1

I'm trying to detect terms using grepl, and I'm getting too many false positives. I was hoping there might be a way to require two successful matches of any term off the list (I have manual coding for a segment of my data and am trying to get the automation to at least roughly correspond to this, but I have about 5 times as many positives as I did with manual coding). I didn't see grepl as taking any argument requiring more than one match to trigger TRUE. Is there any way of requiring two matches to trigger a TRUE finding? Or is there some other function I should be using?

GenericColumn <- cbind(grepl(Genericpattern, Statement$Statement.Text, ignore.case = TRUE))

EDIT:

Here is a more concrete example:

Examplepattern <- 'apple|orange'
ExampleColumn <- cbind(grepl(Examplepattern, Rexample$Statement.Text, ignore.case = TRUE)) 

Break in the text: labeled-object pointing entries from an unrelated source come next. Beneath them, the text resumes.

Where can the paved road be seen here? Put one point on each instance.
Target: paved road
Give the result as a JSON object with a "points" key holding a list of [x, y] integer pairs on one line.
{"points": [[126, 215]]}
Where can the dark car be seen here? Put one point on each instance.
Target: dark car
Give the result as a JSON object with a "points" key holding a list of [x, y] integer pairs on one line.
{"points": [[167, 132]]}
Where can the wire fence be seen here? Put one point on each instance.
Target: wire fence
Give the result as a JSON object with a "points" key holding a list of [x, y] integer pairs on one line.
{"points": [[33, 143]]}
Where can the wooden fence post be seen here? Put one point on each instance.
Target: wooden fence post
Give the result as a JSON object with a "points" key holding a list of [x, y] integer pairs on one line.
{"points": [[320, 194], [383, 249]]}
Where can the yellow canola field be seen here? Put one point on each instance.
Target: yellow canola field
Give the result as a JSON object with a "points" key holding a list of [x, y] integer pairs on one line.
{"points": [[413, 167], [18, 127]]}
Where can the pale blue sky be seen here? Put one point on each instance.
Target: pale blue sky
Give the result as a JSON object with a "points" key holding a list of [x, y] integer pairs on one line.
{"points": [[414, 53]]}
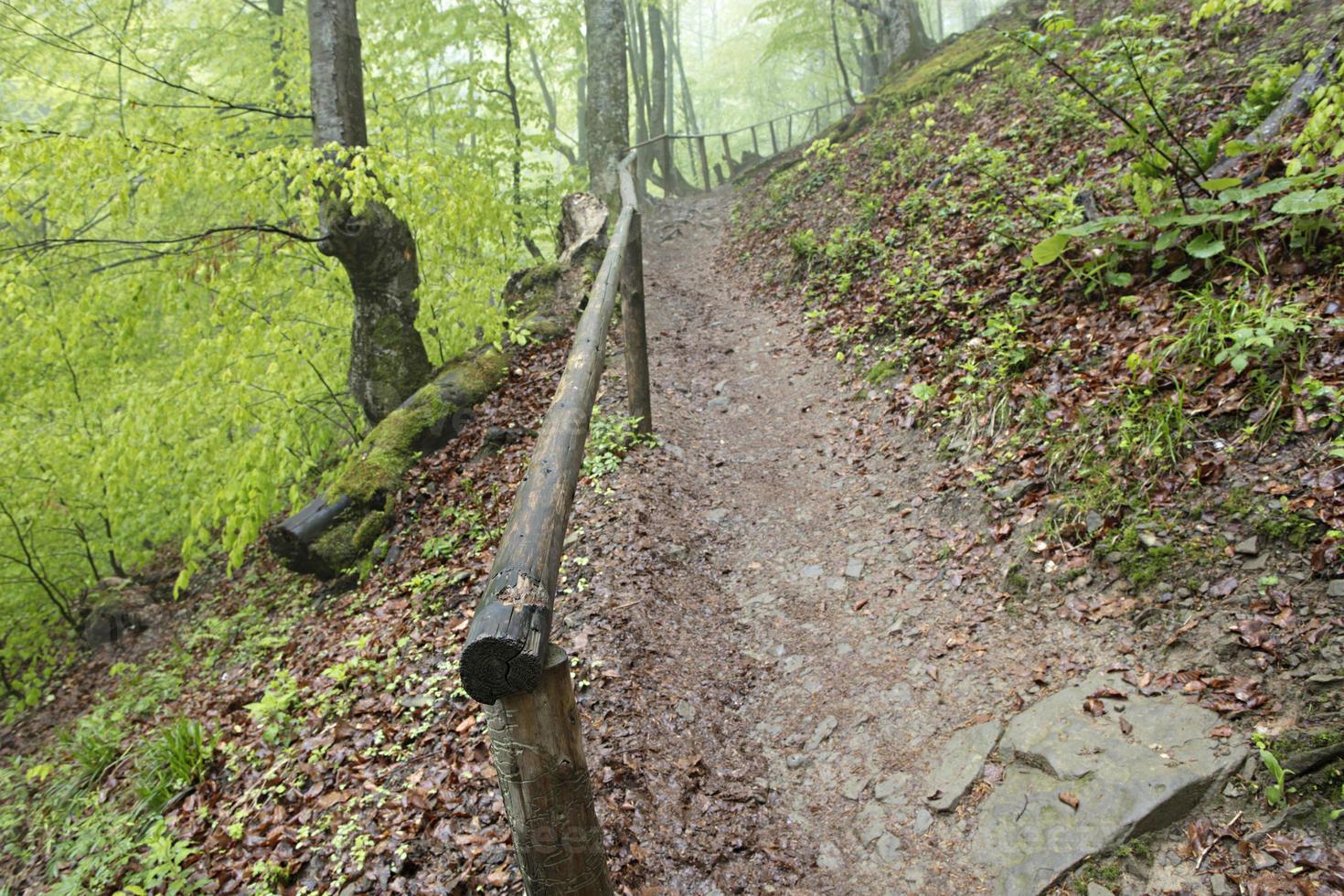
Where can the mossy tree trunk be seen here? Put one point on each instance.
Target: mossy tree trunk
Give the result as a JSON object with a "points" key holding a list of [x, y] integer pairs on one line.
{"points": [[375, 248], [337, 529], [608, 100]]}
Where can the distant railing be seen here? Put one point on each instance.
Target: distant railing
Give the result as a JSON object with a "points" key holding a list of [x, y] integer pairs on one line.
{"points": [[508, 661], [683, 164]]}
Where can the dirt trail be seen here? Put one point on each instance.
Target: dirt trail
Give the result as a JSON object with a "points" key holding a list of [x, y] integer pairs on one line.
{"points": [[808, 615]]}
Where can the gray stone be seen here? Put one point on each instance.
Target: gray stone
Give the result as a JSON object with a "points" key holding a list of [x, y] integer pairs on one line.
{"points": [[829, 858], [890, 786], [889, 848], [854, 786], [1125, 786], [1012, 492], [872, 824], [821, 732], [963, 759]]}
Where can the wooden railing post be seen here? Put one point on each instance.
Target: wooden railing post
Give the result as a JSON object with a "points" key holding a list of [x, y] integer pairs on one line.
{"points": [[636, 340], [538, 750], [705, 163]]}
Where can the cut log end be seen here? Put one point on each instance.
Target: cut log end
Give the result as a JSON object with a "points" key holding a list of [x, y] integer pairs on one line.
{"points": [[508, 635], [495, 667]]}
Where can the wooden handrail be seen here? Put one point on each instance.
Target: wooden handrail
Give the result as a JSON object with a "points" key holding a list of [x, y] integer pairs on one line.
{"points": [[507, 641], [740, 131], [508, 661]]}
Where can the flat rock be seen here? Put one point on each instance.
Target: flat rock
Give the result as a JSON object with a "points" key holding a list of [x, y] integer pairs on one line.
{"points": [[963, 759], [1124, 784], [821, 732]]}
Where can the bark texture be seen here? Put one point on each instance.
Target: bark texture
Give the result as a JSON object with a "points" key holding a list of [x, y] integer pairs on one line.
{"points": [[538, 750], [375, 248], [336, 529], [608, 100]]}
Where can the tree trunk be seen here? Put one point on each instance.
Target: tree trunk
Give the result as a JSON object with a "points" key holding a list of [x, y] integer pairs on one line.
{"points": [[659, 97], [538, 750], [640, 70], [375, 248], [835, 39], [608, 106], [336, 529], [517, 164], [581, 123], [687, 101], [549, 101]]}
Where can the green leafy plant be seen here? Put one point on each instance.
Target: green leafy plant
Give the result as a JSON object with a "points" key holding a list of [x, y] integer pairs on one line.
{"points": [[175, 759], [1277, 793], [611, 438], [273, 710], [94, 749]]}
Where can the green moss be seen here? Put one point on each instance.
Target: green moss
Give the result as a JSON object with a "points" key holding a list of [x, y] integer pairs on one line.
{"points": [[928, 77], [543, 277], [369, 528], [337, 549], [388, 452], [1290, 528]]}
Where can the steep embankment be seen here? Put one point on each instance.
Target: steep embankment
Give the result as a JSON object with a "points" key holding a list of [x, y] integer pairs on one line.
{"points": [[1140, 367]]}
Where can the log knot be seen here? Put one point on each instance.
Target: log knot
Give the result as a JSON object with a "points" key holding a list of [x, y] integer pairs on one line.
{"points": [[508, 635]]}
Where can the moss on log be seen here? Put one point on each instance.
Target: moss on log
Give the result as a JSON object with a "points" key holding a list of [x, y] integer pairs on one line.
{"points": [[337, 528]]}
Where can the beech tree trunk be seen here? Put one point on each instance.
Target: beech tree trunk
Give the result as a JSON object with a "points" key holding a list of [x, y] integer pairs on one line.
{"points": [[375, 248], [608, 101], [659, 96]]}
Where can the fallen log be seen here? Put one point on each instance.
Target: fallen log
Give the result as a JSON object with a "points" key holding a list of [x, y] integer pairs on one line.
{"points": [[337, 528], [1293, 105]]}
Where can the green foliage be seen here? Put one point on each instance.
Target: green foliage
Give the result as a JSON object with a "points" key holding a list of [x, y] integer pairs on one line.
{"points": [[611, 437], [174, 349], [94, 749], [175, 759], [273, 710], [1277, 793]]}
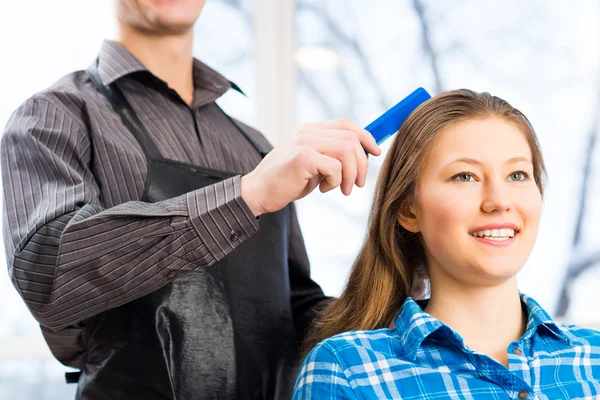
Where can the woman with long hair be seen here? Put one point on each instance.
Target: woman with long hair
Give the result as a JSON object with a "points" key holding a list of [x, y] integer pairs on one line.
{"points": [[457, 205]]}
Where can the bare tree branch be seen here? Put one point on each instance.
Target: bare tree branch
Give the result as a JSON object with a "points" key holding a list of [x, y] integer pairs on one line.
{"points": [[428, 46], [350, 42]]}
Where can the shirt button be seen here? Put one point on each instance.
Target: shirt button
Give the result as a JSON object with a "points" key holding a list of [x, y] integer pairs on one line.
{"points": [[172, 274], [517, 351]]}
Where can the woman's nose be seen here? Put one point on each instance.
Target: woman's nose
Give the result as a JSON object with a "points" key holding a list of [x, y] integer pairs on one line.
{"points": [[496, 198]]}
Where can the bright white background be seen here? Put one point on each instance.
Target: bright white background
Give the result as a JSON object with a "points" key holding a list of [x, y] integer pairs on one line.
{"points": [[312, 60]]}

As is now, all of these will trigger true with grepl. I would only like the items with two references to trigger true.

Example data:

Rexample <- structure(list(Statement.Text = structure(c(2L, 1L, 3L, 5L, 4L
), .Label = c("This apple is a test about an apple.", "This is a test about apples.", 
"This orange is a test about apples.", "This orange is a test about oranges.", 
"This orange is a test."), class = "factor")), .Names = "Statement.Text", row.names = c(NA, 
5L), class = "data.frame")

Desired Output: TRUE, FALSE, TRUE, TRUE, FALSE

Matthew
  • 23
  • 3
  • I'm not sure what the best sort of concrete example is - the actual code doesn't have a ton of information in it. I have a pattern made by: `code` Genericpattern <- paste(Genericlist, sep = " ", collapse = '|') This has about 50 terms in it, which I'm running through a CSV column made up of webscraped text. I'm basically just trying to figure out of there's a way of increasing accuracy because having only one match is too sensitive a metric, it seems, so I was hoping it would have to match two terms (either apples and oranges, or apples and apples, so either two different or same twice). – Matthew Mar 31 '16 at 03:59
  • See [how to write a great reproducible R example](http://stackoverflow.com/questions/5963269/how-to-make-a-great-r-reproducible-example/5963610#5963610) so we can help you. Really, you should probably be parsing with an HTML parser, not regex. `rvest::html_nodes` should do the trick, paired with CSS or XPath selectors. – alistaire Mar 31 '16 at 04:27
  • I already have the data in a csv, so it's already off the website into a manipulable file - I'm just trying to match terms twice rather than once right now. I will follow that link to see if I can come up with a reproducible example, though it's not so much an error issue as a feature issue. – Matthew Mar 31 '16 at 05:38
  • @alistaire I have added a concrete example (I think) to the initial post in an edit. – Matthew Mar 31 '16 at 05:52

2 Answers2

1

You can try a regex that explicitly looks for the pattern again, like (?:apple|orange).*(?:apple|orange)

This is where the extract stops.